For your example I'd expect a sequence similar to this:
Hi Martin
So you think the speculative accesses to the NVM results in the issue ? At first, I thought so but I disabled the speculative access for R52+, the issue was still there.
About the branch predictor, when prediction happened, does the predicted instruction fetched from the memory to the prefetch buffer ?
BR, Grace
I'm not an expert on the Cortex-R52+, so I can't really comment on what the control you're setting does. But most processors will do a variety of different kinds of speculation and prefetch. It's possible that control disables a specific class/type of speculative accesses.
Grace WANG said:About the branch predictor, when prediction happened, does the predicted instruction fetched from the memory to the prefetch buffer ?

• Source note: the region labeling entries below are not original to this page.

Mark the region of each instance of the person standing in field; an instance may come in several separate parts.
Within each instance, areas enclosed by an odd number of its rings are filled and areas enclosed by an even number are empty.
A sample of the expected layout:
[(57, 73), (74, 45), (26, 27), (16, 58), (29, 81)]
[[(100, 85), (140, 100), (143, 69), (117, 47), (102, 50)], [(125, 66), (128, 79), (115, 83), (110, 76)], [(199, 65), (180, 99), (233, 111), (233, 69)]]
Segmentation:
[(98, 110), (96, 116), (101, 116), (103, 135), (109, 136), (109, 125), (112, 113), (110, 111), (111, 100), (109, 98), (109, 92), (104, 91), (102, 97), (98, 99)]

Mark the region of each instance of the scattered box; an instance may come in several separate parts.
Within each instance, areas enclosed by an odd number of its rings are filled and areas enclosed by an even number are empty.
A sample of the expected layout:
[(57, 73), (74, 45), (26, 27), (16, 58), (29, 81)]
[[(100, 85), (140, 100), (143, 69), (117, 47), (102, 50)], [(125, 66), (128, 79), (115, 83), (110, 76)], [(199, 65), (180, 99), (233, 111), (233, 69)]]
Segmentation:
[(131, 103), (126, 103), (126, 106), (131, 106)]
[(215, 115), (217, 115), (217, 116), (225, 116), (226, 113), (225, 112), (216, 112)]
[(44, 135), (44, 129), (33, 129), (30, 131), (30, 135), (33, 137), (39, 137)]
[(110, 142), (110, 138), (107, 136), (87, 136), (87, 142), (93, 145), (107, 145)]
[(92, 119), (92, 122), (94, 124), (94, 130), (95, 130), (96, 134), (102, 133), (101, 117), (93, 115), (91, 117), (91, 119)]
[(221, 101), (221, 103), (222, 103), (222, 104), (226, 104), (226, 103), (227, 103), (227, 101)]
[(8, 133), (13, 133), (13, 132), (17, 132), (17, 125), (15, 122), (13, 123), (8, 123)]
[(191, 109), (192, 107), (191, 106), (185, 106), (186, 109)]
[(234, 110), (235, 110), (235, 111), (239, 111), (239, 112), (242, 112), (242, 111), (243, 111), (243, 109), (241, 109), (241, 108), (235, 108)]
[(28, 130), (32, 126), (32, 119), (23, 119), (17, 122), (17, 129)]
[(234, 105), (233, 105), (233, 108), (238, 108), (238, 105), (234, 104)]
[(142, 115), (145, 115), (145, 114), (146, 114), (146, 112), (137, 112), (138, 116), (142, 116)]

Essentially, yes. If the processor sees a branch coming it will attempt to predict whether the branch will be taken, and if so, predict what location to prefetch from.
In your case, it could be a mis-predict leading to a fetch from NVM. Or, it could be a "correct" prediction, but the prefetch is happening sooner than you expect - meaning it occurs before the NVM is ready. It could also be nothing to do with branch prediction, and it's just that turning off branch prediction changes the timing.
Either way, the correct/safe thing to do if you have a region that should not be speculatively accessed is configure the MPU regions accordingly. That means mark as Device (or no access) to prevent data speculation, XN (or no access) to prevent instruction prefetching.